Re Carlo III, attualmente in visita di Stato negli Stati Uniti, ha dichiarato tramite Buckingham Palace di essere “profondamente preoccupato”.
Le coltellate arrivano dopo una serie di incendi dolosi contro sinagoghe e altri siti ebraici nel nord di Londra, che hanno alimentato un clima di paura.
“Dopo gli attacchi a sinagoghe, istituzioni ebraiche, ambulanze della comunità e ora ebrei presi di mira a Golders Green, il governo britannico non può più sostenere che la situazione sia sotto controllo,” ha dichiarato il ministero degli Esteri israeliano su X.
L’aggressione è avvenuta poco dopo le 11:00, quando il gruppo di sorveglianza di quartiere ebraico Shomrim ha segnalato per primo che un uomo armato di coltello stava “tentando di accoltellare membri ebrei del pubblico”.
I volontari di Shomrim hanno contribuito a fermare il sospetto prima dell’arrivo della polizia, che lo ha poi immobilizzato con un’arma a scarica elettrica. Il loro intervento ha ricevuto ampi elogi.
Le vittime sono state curate sul posto anche dal servizio di ambulanza volontario ebraico Hatzola.
Le coltellate seguono un attacco mortale a una sinagoga di Manchester lo scorso ottobre, durante lo Yom Kippur, che causò due morti e tre feriti gravi.
“Intollerabile”
“Perché dobbiamo vivere nella paura? Stiamo facendo del nostro meglio per vivere normalmente, ma ogni giorno è una lotta,” ha dichiarato all’AFP Steven Bak, volontario di Shomrim.
Circa 150 persone hanno protestato mercoledì sera nei pressi del luogo dell’attacco, con un intervento di Richard Tice, vice leader del partito anti-immigrazione Reform UK.
Il rabbino capo britannico Ephraim Mirvis ha affermato che la comunità è “forte” e “resiliente”, ma ha aggiunto che “questi attacchi devono fermarsi subito”.
“Tolleranza zero — è questo che la nostra comunità vuole,” ha dichiarato.
Il primo attacco a Londra, a fine marzo, aveva visto quattro ambulanze Hatzola incendiate.

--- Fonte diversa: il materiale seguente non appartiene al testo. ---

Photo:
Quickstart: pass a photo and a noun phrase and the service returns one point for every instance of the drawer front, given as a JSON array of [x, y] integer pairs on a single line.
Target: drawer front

Altri episodi includono un attacco a una sinagoga a Kenton, nel nord-ovest di Londra, e contro una struttura di beneficenza ebraica. Un’altra sinagoga a Finchley, nel nord della città, è stata presa di mira la scorsa settimana.
La polizia ha arrestato complessivamente 28 persone per i vari attacchi — incluso quello di mercoledì — dall’inizio della guerra tra Stati Uniti e Israele contro l’Iran, il 28 febbraio.
HAYI ha rivendicato molti di questi episodi, così come una serie di attacchi simili in tutta Europa.
Organizzazioni di monitoraggio segnalano un aumento degli episodi di antisemitismo e islamofobia nel Regno Unito, soprattutto dall’inizio della guerra tra Israele e Hamas a Gaza.